En son kişiyide dönüp tanıttı
"Buda benim popiler, yakışıklı kuzenim Tuna" valla Ada'nın dediği kadar varmış çocuk filmlerden fırlama gibi maşşallah. Ağzımı kapatıp gülümsedim oda kafasını salladı. Ah yavrum seni fena kazıklıyolar haberin yok. Ama Melisa'da manken gibi kız. Off nereye düştüm ben böyle. Aklımı yoklayıp kaçmak için bahane aramaya başladım.
"Şey ben arkadaşımı içerde unutmuşumda onu bulmam lazım size iyi eğlenceler" yapmacık gülümseyip topuklu ayakkabılarla ne kadar olursa koşmaya başladım. Salak Yağmur. Aptal Yağmur. Arkadaşımı içerde unutmuşum nedir? kendi kendime söylenirken biri kolumdan tutup beni kendisine çevirdi. Bilin bakalım kim? tabiki Melisa. Sen ne ara arkamdan geldin? tabi kesin gördüklerimi Tuna'ya söylerim diye yusuf yusuf oldu.
"Bana bak lafı uzatmıcam yukarda gördüklerini unut tamam mı hiç kimseye bu konudan bahsetmiceksin. Hele Tuna'ya asla. Ondan uzak dur. Ben Tuna'yı seviyorum. Lanet çeneni kapalı tut." diyip konuşmama izin vermeden kıçını sallaya sallaya gitti. Sürtüğe bak ya tehtid etti etti konuşmama izin vermeden gitti. Neymiş Tuna'yı seviyormuş. O yüzden başkasının altında.... tövbe tövbe ya. Sinirle olduğum yerde dururken Ada gözüme takıldı ve elindeki şey. İçki! hemen yanına gidip elindekini kaptım. Şekeri elinden alınmış çocuk gibi sızlanmaya başladı
"Yaaa versene kızım şunu"
"Ada sana burdan bi çakarım Allah'ına kavuşursun yemin ederim." Ada hala elimdekini almaya çalışırken yanımdan geçen kızın eline tutuşturdum. Ada'nın kolunu tutarak yürümeye başladık sarhoş olmuştu işte gerizekalı. Dışarı çıkıp Ada'yı kaldırıma oturttum hala sızlanıyordu
"Yaa geleli daha 1 saat bile olmadı."
"Evet geleli daha 1 saat olmadı ve sen hemen sarhoş olmuşsun aptal." Annesinden azar işiten çocuk gibi kafasını eğip tırnaklarıyla oynamaya başladı. O sırada kapıdan birinin çıktığını gördüm. Tuna'ydı ama yanında Melisa yoktu, aman banane be. Bizi görünce yaklaştı ve Ada'yı süzüp bana döndü
"Yardıma ihtiyacın var mı?"
"Hayır yok teşekkürler"
"Bence var"
"Hayır yok dedim teşekkürler"
"Kız başına halledemessin, arabam şurda arkadaşınla seni eve bırakabilirim."
"Neden sadece ismini bildiğin birine yardım edesin ki?"
"Bu saatte, burada iki kız yalnız başınıza ki biri sarhoş böyle bırakıp gitmeye gönlüm el vermez" ooo Tuna bey gözüme girdin.

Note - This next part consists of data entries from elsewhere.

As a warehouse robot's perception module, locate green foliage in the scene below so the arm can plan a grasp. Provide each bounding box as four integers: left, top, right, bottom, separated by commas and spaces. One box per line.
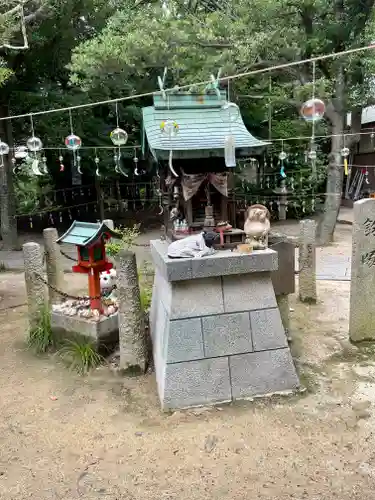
58, 336, 104, 375
105, 224, 140, 257
27, 306, 55, 354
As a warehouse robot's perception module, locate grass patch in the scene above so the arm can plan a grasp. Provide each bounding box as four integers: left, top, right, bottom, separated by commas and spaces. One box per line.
57, 336, 105, 375
27, 307, 55, 354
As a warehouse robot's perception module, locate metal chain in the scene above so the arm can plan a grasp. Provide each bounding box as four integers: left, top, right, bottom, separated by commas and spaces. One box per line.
34, 273, 117, 300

Ama yinede niyetini bilemeyiz değil mi bu devirde neler var neler. Geçen Müge Anlı'da izledim kızı seni seviyorum diye kaçırıyo sonra tecavüz edip 875421732981 yerinden bıçaklayıp kaçıyo. (Sayıyı okumadan geçtiniz biliyorum sfugpiteqacj nys devam)
"Orda durmaya devam edicek misin? gidelim mi?"

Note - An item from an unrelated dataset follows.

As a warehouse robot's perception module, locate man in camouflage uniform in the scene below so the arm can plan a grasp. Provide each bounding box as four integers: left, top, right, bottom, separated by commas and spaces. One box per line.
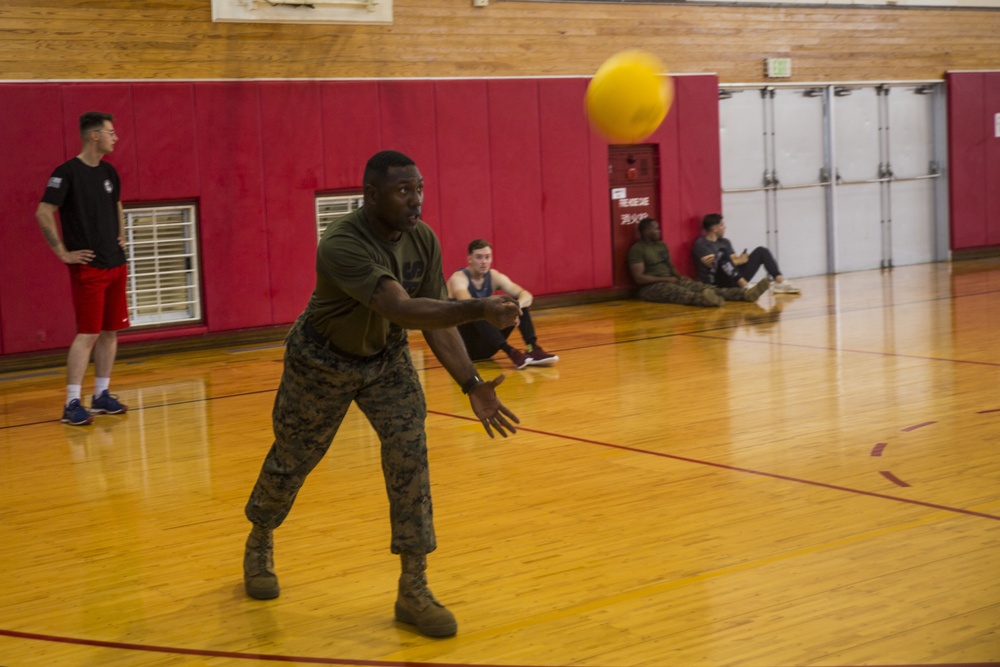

"Sana niye güveniyim ki ya beni böyle kandırıp arabana bindikten sonra kaçırıp sonra tecavüz edip beni ormana attıktan sonra arkadaşımı deşerek dereye atarsan?" Gülüp konuşmaya başladı
"Eğer birine tecavüz edicek olsaydım o sen olmazdın merak etme." ben buna gözüme girdin mi demiştim? sözümü geri alıyorum. Pis hayvan, aptal ya. Ayağımı yere vurup bağırmaya başladım
"Sanki ben sana çok meraklıyım be pis ırz düşmanı!"
"Bana sesini yükseltme güzelim. Teklifimden vazgeçmeden elini çabuk tutsan iyi olur."

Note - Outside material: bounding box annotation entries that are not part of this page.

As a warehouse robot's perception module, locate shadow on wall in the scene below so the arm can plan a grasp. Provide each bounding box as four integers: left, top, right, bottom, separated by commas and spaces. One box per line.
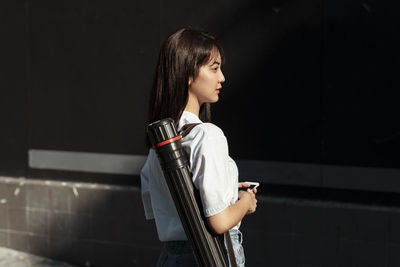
0, 178, 160, 266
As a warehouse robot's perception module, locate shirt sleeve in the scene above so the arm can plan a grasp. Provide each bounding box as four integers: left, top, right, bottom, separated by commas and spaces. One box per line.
191, 124, 232, 217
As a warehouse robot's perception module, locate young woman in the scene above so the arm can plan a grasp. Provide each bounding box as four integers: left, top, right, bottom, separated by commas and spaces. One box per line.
141, 28, 257, 266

"Sen kimsin ya? salağa bak hayır hem ilk iyilik yapmaya kalkıyosun sonrada anında öküzlüğünü ortaya koyuyorsun bravo."
"İyi." diyip arkasını dönüp yürümeye başladı. Etraf çok karanlıktı ayrıca sessiz. Açıkcası bu tüylerimi ürpertmişti Ada'ya baktığımdaysa kaldırımda sızmıştı. Hay Allahim! Tuna'ya baktığımda arabasına binmiş çoktan gitmişti bile. Pislik ne olucak. Ona mı kaldım ben be. Hemen telefonumdan taksicinin numarasını buldum ve bi taksi göndermelerini söyledim. Bence bugün bu kadar ekşın yeterdi.